Background
Usually one defines differentiation in terms of limits, and then shows that differentiation satisfies the Leibniz (product) rule, $$\frac{d}{dx}(f \cdot g) = f\frac{dg}{dx} + g \frac{df}{dx},$$ as a consequence.
However, in this mathoverflow post I was surprised to find that one can go the other way around and use the Leibniz rule to define the derivative in a more algebraic/axiomatic manner. In particular, there exists a unique linear operator $L: C^\infty(\mathbb{R}) \rightarrow C^\infty(\mathbb{R})$ satisfying the following three properties:
- $L(1) = 0$
- $L(x) = 1$
- $L(f \cdot g) = f \cdot L(g) + g \cdot L(f),$
and so we can use these properties as the definition of the derivative operator instead.
Question
This naturally leads to the following question: if we replace the Leibniz rule with some different polynomial of the relevant quantities, $$L(f \cdot g) = \text{polynomial}\left(f,g,L(f),L(g)\right),$$ for example, $$L(f \cdot g) = g^3 \cdot L(f) \cdot L(g)^2 + f^2 \cdot g,$$
then under what conditions do the analogous three properties,
- $L(1) = 0$
- $L(x) = 1$
- $L(f \cdot g) = \text{polynomial}\left(f,g,L(f),L(g)\right),$
also lead to a unique linear operator?
If so, are there specific examples of polynomials that lead to familiar linear operators (other than the derivative)?
Works on polynomials?
So far my thinking is as follows: given these three rules, the action of $L$ is uniquely defined on any polynomial function since we can recursively apply the "Leibniz-like" rule (3.) to break things down until we reach either of the base cases (1., 2.).
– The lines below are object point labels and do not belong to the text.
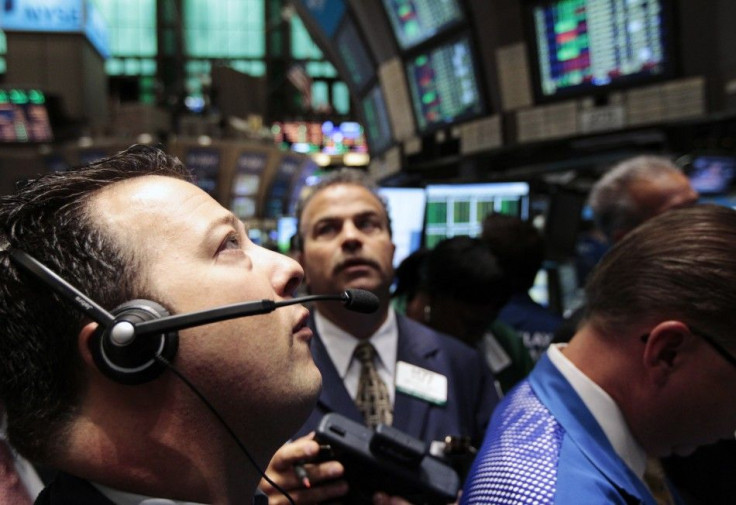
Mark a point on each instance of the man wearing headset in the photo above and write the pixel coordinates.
(650, 372)
(133, 227)
(345, 243)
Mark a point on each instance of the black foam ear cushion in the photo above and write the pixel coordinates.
(134, 362)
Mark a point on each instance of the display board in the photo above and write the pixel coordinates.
(580, 46)
(24, 117)
(444, 86)
(415, 21)
(356, 59)
(377, 123)
(326, 137)
(459, 209)
(406, 211)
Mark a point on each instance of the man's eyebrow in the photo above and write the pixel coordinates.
(228, 219)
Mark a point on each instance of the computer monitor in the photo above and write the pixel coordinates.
(406, 211)
(204, 163)
(583, 46)
(712, 174)
(459, 209)
(285, 230)
(443, 83)
(356, 59)
(278, 196)
(414, 21)
(377, 123)
(24, 117)
(562, 224)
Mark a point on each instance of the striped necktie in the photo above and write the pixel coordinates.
(372, 398)
(656, 480)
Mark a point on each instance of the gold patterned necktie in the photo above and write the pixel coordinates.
(372, 398)
(655, 479)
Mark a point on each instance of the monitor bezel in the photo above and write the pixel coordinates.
(670, 64)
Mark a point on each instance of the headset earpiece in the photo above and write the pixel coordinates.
(134, 362)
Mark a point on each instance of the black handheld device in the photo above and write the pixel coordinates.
(387, 460)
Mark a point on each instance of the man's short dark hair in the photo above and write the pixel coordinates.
(51, 218)
(464, 269)
(519, 247)
(614, 207)
(679, 265)
(341, 176)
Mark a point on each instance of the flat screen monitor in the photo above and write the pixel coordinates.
(356, 59)
(326, 13)
(712, 174)
(459, 209)
(327, 137)
(581, 46)
(562, 224)
(414, 21)
(406, 211)
(444, 86)
(24, 117)
(246, 183)
(279, 192)
(377, 123)
(204, 163)
(285, 230)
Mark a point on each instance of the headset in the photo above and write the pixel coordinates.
(138, 340)
(134, 342)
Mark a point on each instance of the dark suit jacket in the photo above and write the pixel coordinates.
(67, 489)
(471, 394)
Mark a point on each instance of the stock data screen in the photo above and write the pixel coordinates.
(459, 209)
(23, 116)
(355, 57)
(377, 124)
(443, 84)
(415, 21)
(583, 44)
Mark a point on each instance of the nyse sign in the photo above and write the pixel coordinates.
(43, 15)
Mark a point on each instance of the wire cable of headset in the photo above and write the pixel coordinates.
(227, 427)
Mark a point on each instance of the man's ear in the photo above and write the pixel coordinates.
(664, 347)
(83, 342)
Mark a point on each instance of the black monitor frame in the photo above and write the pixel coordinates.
(439, 33)
(439, 43)
(670, 63)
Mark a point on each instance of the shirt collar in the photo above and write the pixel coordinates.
(604, 410)
(340, 344)
(125, 498)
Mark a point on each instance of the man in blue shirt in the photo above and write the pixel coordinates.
(651, 372)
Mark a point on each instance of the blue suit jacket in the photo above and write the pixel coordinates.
(544, 446)
(471, 395)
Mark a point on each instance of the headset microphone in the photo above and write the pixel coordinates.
(116, 346)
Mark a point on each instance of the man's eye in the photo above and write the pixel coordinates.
(231, 242)
(369, 225)
(325, 230)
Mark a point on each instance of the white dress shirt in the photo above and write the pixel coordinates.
(340, 346)
(604, 410)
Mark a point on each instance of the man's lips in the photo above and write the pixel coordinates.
(352, 263)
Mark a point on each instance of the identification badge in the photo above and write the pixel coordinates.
(421, 383)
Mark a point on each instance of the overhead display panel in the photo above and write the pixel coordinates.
(585, 45)
(414, 21)
(358, 63)
(444, 86)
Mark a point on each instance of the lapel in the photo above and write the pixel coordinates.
(584, 431)
(333, 397)
(416, 347)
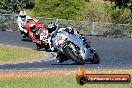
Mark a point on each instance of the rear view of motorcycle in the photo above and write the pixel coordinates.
(74, 47)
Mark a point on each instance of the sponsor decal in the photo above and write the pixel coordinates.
(83, 78)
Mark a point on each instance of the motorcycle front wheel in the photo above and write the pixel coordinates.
(72, 56)
(95, 59)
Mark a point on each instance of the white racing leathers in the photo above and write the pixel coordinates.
(22, 22)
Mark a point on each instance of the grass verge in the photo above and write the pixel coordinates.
(53, 79)
(12, 53)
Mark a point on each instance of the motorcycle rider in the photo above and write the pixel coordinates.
(53, 28)
(25, 26)
(22, 21)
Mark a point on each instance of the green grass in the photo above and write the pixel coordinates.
(53, 82)
(11, 53)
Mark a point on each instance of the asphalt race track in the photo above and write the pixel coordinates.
(114, 53)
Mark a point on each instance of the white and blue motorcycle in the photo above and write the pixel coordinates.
(73, 47)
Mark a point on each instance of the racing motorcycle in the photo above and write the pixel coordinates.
(74, 47)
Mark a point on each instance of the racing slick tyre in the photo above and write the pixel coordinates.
(38, 46)
(81, 80)
(95, 59)
(72, 56)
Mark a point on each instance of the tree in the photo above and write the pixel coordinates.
(66, 9)
(120, 3)
(9, 6)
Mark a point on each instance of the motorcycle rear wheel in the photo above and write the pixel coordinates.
(72, 56)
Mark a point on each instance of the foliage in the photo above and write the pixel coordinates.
(94, 12)
(9, 6)
(65, 9)
(120, 16)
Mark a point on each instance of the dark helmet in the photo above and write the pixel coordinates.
(52, 27)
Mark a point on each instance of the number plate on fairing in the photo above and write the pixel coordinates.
(44, 35)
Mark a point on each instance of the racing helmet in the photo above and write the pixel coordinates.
(52, 27)
(22, 14)
(70, 30)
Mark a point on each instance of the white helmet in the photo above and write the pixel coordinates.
(22, 14)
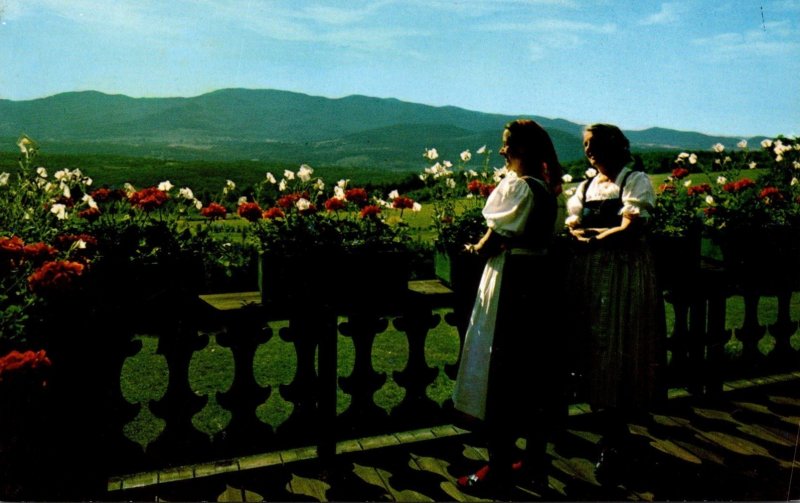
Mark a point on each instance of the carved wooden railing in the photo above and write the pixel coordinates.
(91, 395)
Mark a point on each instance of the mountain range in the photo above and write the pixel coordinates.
(283, 126)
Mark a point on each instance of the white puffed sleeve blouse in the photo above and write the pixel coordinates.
(638, 196)
(508, 206)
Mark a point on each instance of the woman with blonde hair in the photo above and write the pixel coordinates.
(619, 308)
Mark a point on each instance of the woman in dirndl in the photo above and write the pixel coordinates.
(510, 361)
(613, 288)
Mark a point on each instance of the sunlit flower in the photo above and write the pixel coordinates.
(186, 193)
(274, 213)
(679, 173)
(431, 154)
(370, 211)
(250, 211)
(59, 210)
(214, 211)
(91, 214)
(27, 147)
(335, 204)
(304, 174)
(357, 196)
(89, 200)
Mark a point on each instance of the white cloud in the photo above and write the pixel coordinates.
(669, 13)
(774, 40)
(552, 34)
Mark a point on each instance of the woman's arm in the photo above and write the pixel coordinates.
(489, 244)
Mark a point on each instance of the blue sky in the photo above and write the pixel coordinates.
(716, 67)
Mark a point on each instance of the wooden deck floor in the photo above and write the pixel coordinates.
(741, 446)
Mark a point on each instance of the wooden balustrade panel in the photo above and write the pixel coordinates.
(701, 359)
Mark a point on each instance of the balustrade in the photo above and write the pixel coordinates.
(242, 326)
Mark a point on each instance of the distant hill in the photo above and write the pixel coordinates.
(283, 126)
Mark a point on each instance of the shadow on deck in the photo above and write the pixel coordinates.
(740, 446)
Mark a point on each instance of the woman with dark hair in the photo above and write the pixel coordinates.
(620, 310)
(510, 349)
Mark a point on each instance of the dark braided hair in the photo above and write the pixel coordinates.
(529, 142)
(609, 145)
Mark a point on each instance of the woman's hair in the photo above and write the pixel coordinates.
(609, 145)
(529, 142)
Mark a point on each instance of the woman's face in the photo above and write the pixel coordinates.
(504, 147)
(590, 148)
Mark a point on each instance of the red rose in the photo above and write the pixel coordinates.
(55, 276)
(214, 211)
(694, 190)
(334, 204)
(40, 252)
(370, 211)
(90, 214)
(149, 199)
(29, 359)
(273, 213)
(679, 173)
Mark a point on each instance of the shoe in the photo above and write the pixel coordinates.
(486, 479)
(607, 467)
(476, 479)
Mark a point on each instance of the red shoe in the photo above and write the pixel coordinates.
(474, 479)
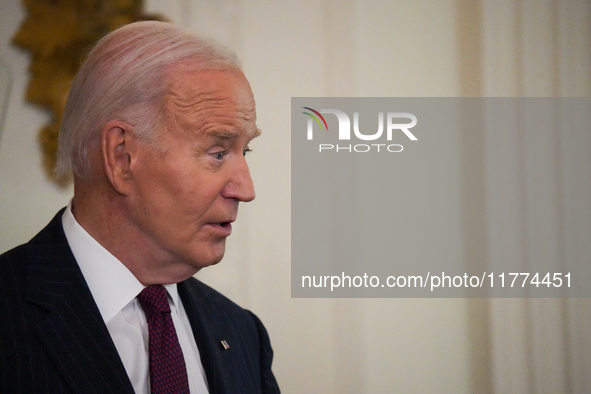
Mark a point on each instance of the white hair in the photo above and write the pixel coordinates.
(125, 78)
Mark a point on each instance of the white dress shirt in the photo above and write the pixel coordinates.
(114, 289)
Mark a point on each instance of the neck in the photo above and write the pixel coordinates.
(105, 215)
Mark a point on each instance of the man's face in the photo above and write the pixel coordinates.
(186, 198)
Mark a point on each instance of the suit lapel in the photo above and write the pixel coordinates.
(73, 332)
(206, 334)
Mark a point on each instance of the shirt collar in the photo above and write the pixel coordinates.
(112, 284)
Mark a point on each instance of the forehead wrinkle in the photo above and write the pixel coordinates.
(189, 111)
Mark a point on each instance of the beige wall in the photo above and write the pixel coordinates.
(313, 48)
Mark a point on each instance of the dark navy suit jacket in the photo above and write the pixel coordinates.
(54, 340)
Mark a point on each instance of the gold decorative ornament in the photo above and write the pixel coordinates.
(58, 33)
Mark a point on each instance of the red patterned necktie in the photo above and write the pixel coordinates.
(168, 373)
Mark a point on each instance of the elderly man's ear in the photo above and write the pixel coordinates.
(119, 148)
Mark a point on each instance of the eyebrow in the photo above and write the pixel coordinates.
(226, 134)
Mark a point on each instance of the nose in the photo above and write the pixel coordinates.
(240, 185)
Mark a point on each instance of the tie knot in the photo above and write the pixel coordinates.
(153, 299)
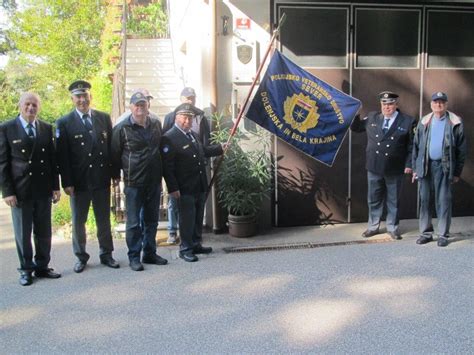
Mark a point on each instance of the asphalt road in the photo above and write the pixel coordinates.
(377, 298)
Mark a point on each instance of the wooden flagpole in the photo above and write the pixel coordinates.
(244, 107)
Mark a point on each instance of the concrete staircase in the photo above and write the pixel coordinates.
(150, 65)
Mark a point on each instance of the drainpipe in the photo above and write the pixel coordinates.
(216, 215)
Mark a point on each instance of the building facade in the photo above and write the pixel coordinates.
(413, 48)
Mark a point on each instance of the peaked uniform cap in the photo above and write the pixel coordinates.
(439, 96)
(388, 97)
(186, 109)
(79, 87)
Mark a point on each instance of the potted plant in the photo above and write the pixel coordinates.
(244, 176)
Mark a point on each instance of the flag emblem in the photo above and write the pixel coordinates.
(301, 112)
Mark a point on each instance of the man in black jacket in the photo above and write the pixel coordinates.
(84, 161)
(136, 150)
(388, 157)
(200, 126)
(185, 174)
(30, 180)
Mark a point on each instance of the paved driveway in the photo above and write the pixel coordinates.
(378, 298)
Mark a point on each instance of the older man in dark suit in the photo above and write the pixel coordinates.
(388, 157)
(84, 137)
(185, 175)
(30, 181)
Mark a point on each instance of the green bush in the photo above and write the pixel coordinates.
(147, 21)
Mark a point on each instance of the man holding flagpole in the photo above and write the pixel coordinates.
(388, 157)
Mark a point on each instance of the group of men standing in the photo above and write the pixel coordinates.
(432, 152)
(87, 153)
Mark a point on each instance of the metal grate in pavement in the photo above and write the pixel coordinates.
(300, 246)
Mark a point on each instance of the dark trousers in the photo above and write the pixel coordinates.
(191, 214)
(80, 203)
(435, 184)
(384, 189)
(33, 216)
(142, 205)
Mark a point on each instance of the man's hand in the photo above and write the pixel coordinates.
(175, 194)
(56, 196)
(11, 201)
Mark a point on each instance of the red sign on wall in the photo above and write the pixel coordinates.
(242, 23)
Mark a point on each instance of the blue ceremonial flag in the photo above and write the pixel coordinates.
(302, 110)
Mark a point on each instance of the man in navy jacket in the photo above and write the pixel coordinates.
(185, 175)
(388, 157)
(30, 181)
(84, 137)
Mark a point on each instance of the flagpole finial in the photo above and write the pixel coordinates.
(281, 21)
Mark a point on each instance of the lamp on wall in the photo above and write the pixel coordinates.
(225, 24)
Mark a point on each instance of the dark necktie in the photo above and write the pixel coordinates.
(31, 133)
(385, 125)
(88, 125)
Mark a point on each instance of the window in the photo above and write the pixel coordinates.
(315, 37)
(450, 42)
(387, 38)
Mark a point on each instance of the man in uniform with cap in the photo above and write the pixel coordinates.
(388, 157)
(136, 150)
(30, 181)
(439, 151)
(185, 174)
(200, 126)
(83, 148)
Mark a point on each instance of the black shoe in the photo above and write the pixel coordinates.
(202, 250)
(136, 265)
(154, 259)
(79, 266)
(443, 241)
(368, 233)
(188, 256)
(25, 278)
(395, 235)
(423, 239)
(110, 262)
(47, 274)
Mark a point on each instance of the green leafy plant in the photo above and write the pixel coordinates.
(147, 21)
(243, 179)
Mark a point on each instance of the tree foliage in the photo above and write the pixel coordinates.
(57, 42)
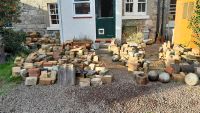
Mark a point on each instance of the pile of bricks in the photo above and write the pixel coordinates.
(54, 61)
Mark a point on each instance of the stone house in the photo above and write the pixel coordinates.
(39, 15)
(94, 19)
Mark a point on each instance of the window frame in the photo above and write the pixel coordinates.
(81, 15)
(50, 19)
(135, 8)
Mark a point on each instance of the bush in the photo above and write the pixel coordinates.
(13, 40)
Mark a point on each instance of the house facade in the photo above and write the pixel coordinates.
(39, 15)
(182, 34)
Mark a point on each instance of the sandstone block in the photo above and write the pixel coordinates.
(30, 81)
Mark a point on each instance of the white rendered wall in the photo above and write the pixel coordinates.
(76, 27)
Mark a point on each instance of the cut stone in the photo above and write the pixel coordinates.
(30, 81)
(16, 71)
(191, 79)
(164, 77)
(96, 81)
(153, 76)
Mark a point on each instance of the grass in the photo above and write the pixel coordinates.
(7, 81)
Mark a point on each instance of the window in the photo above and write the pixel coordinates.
(53, 14)
(188, 10)
(135, 7)
(82, 7)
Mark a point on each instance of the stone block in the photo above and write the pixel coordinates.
(191, 79)
(47, 64)
(30, 81)
(96, 82)
(84, 82)
(34, 72)
(107, 79)
(28, 65)
(46, 81)
(16, 71)
(179, 77)
(44, 74)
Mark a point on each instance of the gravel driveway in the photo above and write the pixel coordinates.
(122, 96)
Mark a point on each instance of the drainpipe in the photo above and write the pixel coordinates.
(158, 19)
(163, 14)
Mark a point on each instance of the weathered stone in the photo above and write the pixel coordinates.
(107, 79)
(96, 58)
(191, 79)
(185, 67)
(115, 58)
(169, 70)
(141, 79)
(153, 76)
(30, 81)
(24, 73)
(84, 82)
(96, 81)
(28, 65)
(164, 77)
(66, 75)
(179, 77)
(46, 81)
(16, 71)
Then using the Weierstrauss theorem on a compact set we should be able to extend the action of $L$ from polynomials to smooth functions by density.
However, it is not clear to me that the operator remains unique on the larger space of smooth functions on a compact set, nor is it clear how to make the argument work on all of $\mathbb{R}$. More importantly, it's not clear what the "meaning" of such an operator would be (in the same manner as Liebniz -> derivative).